Search code examples
pythonpython-3.xnumpybinaryfromfile

Two implementations of Numpy fromfile?


I am trying to update some legacy code that uses np.fromfile in a method. When I try searching the numpy source for this method I only find np.core.records.fromfile, but when you search the docs you can find np.fromfile. Taking a look at these two methods you can see they have different kwargs which makes me feel like they are different methods altogether.

My questions are:

1) Where is the source for np.fromfile located?

2) Why are there two different functions under the same name? This can clearly get confusing if you aren't careful about the difference as the two behave differently. Specifically np.core.records.fromfile will raise errors if you try to read more bytes than a file contains while np.fromfile does not.
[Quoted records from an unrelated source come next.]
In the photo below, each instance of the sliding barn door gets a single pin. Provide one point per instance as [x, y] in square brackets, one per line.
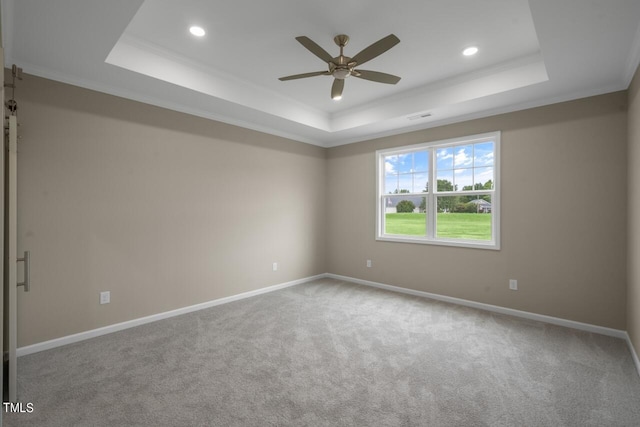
[11, 257]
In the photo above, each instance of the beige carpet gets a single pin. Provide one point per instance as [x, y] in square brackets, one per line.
[331, 353]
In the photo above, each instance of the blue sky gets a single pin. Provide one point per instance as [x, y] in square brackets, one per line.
[461, 165]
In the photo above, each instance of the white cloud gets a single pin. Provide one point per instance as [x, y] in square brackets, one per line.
[462, 159]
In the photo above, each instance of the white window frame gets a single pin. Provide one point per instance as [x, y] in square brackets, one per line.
[431, 196]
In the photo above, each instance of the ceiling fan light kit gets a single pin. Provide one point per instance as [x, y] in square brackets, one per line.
[342, 67]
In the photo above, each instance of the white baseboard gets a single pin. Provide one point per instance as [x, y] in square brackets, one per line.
[58, 342]
[46, 345]
[494, 308]
[634, 355]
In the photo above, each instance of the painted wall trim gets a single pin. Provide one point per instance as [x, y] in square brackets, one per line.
[634, 355]
[493, 308]
[70, 339]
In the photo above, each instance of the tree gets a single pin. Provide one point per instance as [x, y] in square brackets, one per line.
[405, 206]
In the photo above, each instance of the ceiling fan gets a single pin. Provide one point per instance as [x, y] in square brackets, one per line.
[342, 66]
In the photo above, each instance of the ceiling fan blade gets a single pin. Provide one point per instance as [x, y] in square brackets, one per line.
[336, 88]
[378, 48]
[376, 76]
[305, 75]
[314, 48]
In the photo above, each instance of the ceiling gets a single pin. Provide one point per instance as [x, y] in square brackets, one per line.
[531, 53]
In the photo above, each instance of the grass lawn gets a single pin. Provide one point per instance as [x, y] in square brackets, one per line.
[469, 226]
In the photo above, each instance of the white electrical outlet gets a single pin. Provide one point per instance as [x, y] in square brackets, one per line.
[105, 297]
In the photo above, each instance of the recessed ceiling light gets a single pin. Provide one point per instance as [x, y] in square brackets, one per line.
[470, 51]
[197, 31]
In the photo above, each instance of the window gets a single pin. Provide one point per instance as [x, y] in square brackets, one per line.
[443, 192]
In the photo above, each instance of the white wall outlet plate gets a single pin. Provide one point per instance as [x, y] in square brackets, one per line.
[105, 297]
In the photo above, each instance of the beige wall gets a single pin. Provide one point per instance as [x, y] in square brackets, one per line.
[163, 209]
[167, 210]
[563, 216]
[633, 255]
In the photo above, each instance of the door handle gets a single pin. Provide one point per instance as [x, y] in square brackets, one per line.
[27, 271]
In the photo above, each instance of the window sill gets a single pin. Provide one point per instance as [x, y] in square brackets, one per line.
[472, 244]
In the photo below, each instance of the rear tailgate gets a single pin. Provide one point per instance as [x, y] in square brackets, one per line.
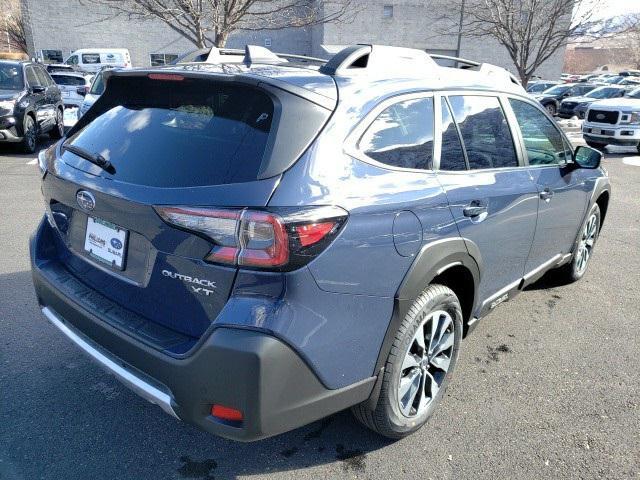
[170, 143]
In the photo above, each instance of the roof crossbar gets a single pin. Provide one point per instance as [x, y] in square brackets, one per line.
[380, 59]
[257, 54]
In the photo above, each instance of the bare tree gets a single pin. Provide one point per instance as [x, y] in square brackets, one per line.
[530, 30]
[210, 22]
[12, 25]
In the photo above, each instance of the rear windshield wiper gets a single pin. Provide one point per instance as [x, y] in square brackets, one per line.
[94, 158]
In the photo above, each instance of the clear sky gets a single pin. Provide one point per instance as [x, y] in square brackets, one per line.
[610, 8]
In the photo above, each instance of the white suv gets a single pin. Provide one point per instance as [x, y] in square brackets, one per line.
[615, 121]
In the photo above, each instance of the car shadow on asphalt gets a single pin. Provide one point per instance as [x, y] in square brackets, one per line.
[64, 417]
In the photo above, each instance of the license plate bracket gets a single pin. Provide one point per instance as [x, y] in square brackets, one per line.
[106, 242]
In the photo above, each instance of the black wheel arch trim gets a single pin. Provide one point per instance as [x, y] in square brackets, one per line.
[432, 260]
[601, 187]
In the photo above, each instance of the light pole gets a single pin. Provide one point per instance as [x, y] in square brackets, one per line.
[6, 29]
[460, 27]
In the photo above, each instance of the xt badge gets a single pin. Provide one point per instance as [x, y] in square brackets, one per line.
[200, 286]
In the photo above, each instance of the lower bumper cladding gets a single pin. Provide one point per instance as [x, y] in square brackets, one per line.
[127, 375]
[264, 382]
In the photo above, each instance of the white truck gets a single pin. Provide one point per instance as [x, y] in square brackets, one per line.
[615, 121]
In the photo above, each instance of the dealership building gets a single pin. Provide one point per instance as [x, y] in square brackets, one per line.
[58, 27]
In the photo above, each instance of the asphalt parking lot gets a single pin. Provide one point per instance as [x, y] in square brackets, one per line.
[548, 386]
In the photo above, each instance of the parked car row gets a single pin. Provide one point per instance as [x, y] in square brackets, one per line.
[30, 104]
[615, 121]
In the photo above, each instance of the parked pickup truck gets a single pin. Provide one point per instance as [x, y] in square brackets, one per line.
[615, 121]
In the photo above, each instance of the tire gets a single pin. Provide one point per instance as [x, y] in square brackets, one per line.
[551, 109]
[589, 232]
[597, 146]
[29, 135]
[396, 415]
[58, 129]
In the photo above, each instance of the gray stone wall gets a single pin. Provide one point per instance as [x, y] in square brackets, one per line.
[69, 25]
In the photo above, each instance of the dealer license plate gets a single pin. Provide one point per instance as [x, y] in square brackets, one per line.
[106, 242]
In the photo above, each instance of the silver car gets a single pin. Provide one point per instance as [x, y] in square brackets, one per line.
[73, 86]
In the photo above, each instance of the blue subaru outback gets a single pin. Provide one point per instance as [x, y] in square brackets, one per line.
[256, 241]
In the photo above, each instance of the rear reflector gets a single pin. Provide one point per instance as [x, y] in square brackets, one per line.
[226, 413]
[282, 241]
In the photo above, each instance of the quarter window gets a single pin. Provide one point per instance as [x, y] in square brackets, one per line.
[542, 140]
[402, 135]
[32, 80]
[43, 77]
[452, 155]
[485, 132]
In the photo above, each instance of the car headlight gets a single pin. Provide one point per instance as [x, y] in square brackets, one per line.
[630, 118]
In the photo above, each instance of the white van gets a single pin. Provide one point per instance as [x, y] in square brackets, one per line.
[93, 59]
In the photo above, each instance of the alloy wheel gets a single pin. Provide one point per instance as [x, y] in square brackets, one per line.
[588, 240]
[426, 363]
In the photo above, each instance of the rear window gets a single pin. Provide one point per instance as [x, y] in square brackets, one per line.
[180, 134]
[11, 77]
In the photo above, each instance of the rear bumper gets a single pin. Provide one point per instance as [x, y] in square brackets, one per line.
[240, 368]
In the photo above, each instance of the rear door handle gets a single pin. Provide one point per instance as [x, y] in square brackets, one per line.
[474, 210]
[546, 194]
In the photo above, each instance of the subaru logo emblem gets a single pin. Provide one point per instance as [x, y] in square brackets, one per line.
[86, 200]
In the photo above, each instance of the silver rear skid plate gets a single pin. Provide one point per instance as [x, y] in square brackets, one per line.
[113, 365]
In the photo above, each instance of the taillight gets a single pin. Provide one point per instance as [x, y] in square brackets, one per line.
[282, 239]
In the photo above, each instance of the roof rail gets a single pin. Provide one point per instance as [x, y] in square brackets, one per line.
[256, 54]
[380, 58]
[454, 59]
[484, 68]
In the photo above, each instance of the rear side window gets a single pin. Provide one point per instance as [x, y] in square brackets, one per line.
[451, 155]
[32, 79]
[402, 135]
[542, 140]
[180, 133]
[485, 132]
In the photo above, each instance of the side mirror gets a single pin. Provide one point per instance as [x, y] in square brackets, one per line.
[587, 157]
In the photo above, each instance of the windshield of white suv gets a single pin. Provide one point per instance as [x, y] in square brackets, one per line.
[603, 92]
[11, 77]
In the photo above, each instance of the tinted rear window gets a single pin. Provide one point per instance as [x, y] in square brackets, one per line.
[180, 134]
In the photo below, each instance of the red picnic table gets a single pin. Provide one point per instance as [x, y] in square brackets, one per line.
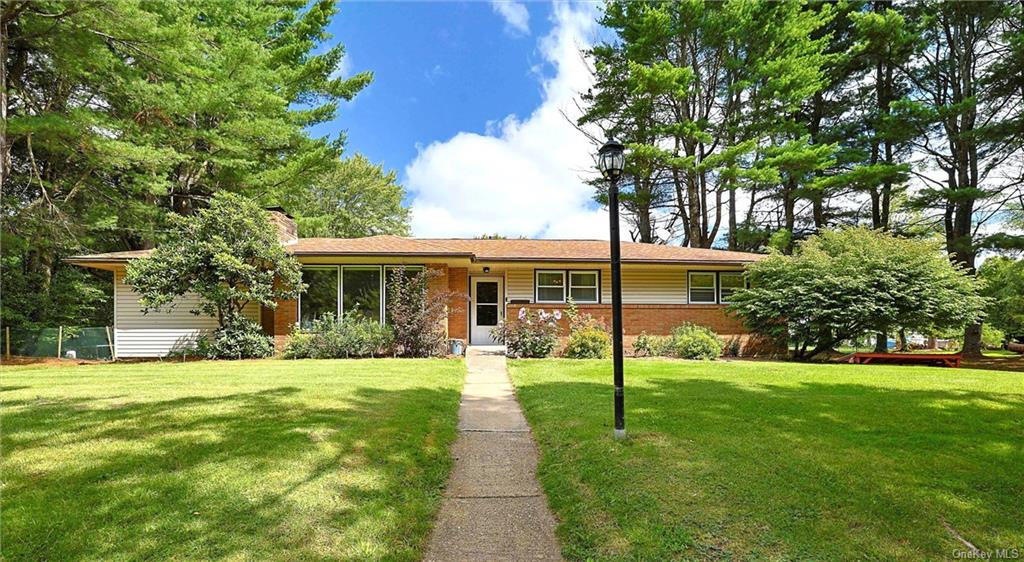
[939, 359]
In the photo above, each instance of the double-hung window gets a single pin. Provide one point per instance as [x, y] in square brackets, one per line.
[550, 287]
[584, 287]
[702, 287]
[555, 286]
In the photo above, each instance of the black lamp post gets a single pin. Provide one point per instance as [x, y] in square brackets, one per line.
[611, 160]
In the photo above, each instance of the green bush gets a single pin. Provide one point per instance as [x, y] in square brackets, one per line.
[992, 338]
[589, 343]
[299, 345]
[690, 341]
[649, 346]
[240, 338]
[531, 335]
[352, 336]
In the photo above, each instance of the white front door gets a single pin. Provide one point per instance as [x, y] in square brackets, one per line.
[486, 309]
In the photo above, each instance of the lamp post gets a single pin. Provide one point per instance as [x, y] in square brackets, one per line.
[611, 160]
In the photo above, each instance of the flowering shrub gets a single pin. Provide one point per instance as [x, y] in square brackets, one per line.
[530, 335]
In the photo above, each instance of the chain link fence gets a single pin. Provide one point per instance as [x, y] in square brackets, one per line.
[80, 343]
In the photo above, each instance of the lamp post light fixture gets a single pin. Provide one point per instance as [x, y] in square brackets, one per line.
[611, 160]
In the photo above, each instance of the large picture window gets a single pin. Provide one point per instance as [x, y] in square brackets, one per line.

You can find a minimal example below.

In [1]: import numpy as np

In [2]: my_bytes = b'\x04\x00\x00\x00\xac\x92\x01\x00\xb2\x91\x01'

In [3]: with open('test_file.itf', 'wb') as f:
            f.write(my_bytes)

In [4]: with open('test_file.itf', 'rb') as f:
            result = np.fromfile(f, 'int32', 5)

In [5]: result
Out [5]: 

In [6]: with open('test_file.itf', 'rb') as f:
            result = np.core.records.fromfile(f, 'int32', 5)
ValueError: Not enough bytes left in file for specified shape and type

Solution

  • If you use help on np.fromfile you will find something very... helpful:

    Help on built-in function fromfile in module numpy.core.multiarray:
    
    fromfile(...)
        fromfile(file, dtype=float, count=-1, sep='')
    
        Construct an array from data in a text or binary file.
    
        A highly efficient way of reading binary data with a known data-type,
        as well as parsing simply formatted text files.  Data written using the
        `tofile` method can be read using this function.
    

    As far as I can tell, this is implemented in C and can be found here.

    If you are trying to save and load binary data, you shouldn't use np.fromfile anymore. You should use np.save and np.load which will use a platform-independent binary format.